Perché è questo il vero nodo che sta facendo fallire anche l'esperimento francese cui guardavano come modello gli industriali imolesi nel percorso avviato lo scorso febbraio per creare una valuta locale. Percorso che sta proseguendo il suo iter con l'obiettivo di mettere al riparo il tessuto produttivo locale dalle turbolenze della finanza speculativa e aiutare le imprese paralizzate dal blocco del credito: una cinquantina le aziende del circondario imolese di Unindustria Bologna già aderenti all'Efa, l'associazione nata proprio per portare avanti questa partita, "ma ne servono almeno 100 o 150 per fare massa critica e partire sperimentalmente", spiega il presidente della delegazione industriale Marco Gasparri.
"Ben venga un intervento legislativo per inquadrare la moneta complementare, se non serve semplicemente a fare folclore o a creare ulteriori lacci e lacciuoli.
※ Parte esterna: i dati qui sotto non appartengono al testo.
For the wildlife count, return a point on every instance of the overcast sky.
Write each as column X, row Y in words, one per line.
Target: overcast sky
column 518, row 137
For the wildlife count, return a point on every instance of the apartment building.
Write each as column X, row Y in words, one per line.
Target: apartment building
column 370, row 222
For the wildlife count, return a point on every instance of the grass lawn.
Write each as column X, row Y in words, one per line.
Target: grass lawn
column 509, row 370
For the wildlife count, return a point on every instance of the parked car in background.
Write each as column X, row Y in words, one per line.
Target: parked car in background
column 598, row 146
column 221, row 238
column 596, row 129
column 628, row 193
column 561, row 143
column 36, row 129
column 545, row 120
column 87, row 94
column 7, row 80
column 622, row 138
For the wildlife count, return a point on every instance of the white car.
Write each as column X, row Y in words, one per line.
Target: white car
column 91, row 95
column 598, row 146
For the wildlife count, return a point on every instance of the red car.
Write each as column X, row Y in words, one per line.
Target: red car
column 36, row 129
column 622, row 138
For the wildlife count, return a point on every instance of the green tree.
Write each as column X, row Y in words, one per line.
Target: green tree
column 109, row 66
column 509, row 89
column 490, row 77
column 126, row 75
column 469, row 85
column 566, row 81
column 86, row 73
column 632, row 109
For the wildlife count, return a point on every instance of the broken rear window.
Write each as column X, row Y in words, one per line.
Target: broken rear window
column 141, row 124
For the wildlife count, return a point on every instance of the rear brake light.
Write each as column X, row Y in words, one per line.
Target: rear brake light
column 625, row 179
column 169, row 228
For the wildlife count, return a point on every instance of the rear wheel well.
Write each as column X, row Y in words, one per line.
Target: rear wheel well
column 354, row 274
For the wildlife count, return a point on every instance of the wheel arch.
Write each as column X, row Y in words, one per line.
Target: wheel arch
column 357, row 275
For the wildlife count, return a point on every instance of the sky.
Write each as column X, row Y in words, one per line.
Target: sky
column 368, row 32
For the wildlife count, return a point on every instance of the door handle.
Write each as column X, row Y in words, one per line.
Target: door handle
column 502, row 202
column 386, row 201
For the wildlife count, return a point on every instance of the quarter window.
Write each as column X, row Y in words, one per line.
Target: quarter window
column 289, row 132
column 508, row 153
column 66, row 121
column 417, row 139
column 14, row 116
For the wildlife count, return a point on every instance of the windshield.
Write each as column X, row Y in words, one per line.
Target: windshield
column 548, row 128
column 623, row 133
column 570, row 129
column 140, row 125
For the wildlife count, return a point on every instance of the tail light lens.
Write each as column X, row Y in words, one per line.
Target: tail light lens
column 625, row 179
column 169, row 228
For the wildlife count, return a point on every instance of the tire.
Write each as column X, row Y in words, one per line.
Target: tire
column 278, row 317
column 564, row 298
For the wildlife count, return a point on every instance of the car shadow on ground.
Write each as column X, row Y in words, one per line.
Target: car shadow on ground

Il problema è su quali presupposti, esperienze ed elementi basarlo, visto che si parte da zero", afferma Massimo Amato, docente dell'Università Bocconi di Milano che con il collega Luca Fantacci ha creato il progetto di moneta complementare appena partito (molto al di sotto delle attese) a Nantes, in Francia.
Una sperimentazione, quella del "Sonantes" - così è stata battezzata, tramite bando di gara, la moneta della Loira - avviata con il pieno sostegno, anche economico, del sindaco di Nantes e con una dimensione minima di tutto rispetto (un territorio di 600mila persone, 40mila imprese e oltre 15 miliardi di Pil). "Ma pare destinata al fallimento per difetti di organizzazione partecipativa", prende le misure l'economista, facendo notare che neppure in Francia esistono norme di contorno e che la stessa banca centrale ha preso posizione ufficialmente stabilendo interventi caso per caso sui molti (e diversi) progetti di moneta complementare che stanno gemmando oltralpe.
"Il circuito della moneta complementare – spiega Amato - è un modo di riscrivere un patto sociale, è un modello di governance orizzontale cooperativo in cui tutti devono aver diritto di parola. Oltre all'aspetto organizzativo, carente a Nantes, c'è poi quello tecnico, perché le camere di compensazione non si improvvisano e devono offrire vantaggi economici, altrimenti rischiano di costare più nella moneta ufficiale". Un contesto solidaristico-partecipativo che è proprio quello messo nero su bianco nei dieci articoli della proposta di legge in discussione a Bologna che affonda nella tradizione cooperativa di cui è impregnata la via Emilia a livello politico e imprenditoriale.
Un primo passo per ribaltare un modello culturale e arrivare all'introduzione dell'Emiro (nome composto dalle due abbreviazioni Emi e Ro, Emilia-Romagna), progetto di baratto 2.0 in valuta elettronica, che si incrocia con il progetto imolese e si ispira al successo del Sardex: il circuito di credito commerciale che dal 2010 permette a circa 800 imprenditori della Sardegna di pagare beni e servizi tramite una sorta di moneta locale a chilometro zero". La Lega Nord è tornata questa settimana a interrogare la Giunta regionale sui tempi per l'introduzione dell'Emiro per dare sollievo alle imprese strangolate dal credit crunch e dall'incubo dei pagamenti in ritardo. Non è un caso che il prossimo 12 dicembre sarà la stessa Università Bocconi a organizzare un convegno in via Sarfatti per discutere dell'utilizzo della moneta complementare e di camere di compensazione per rispondere al problema dei crediti incagliati della Pa.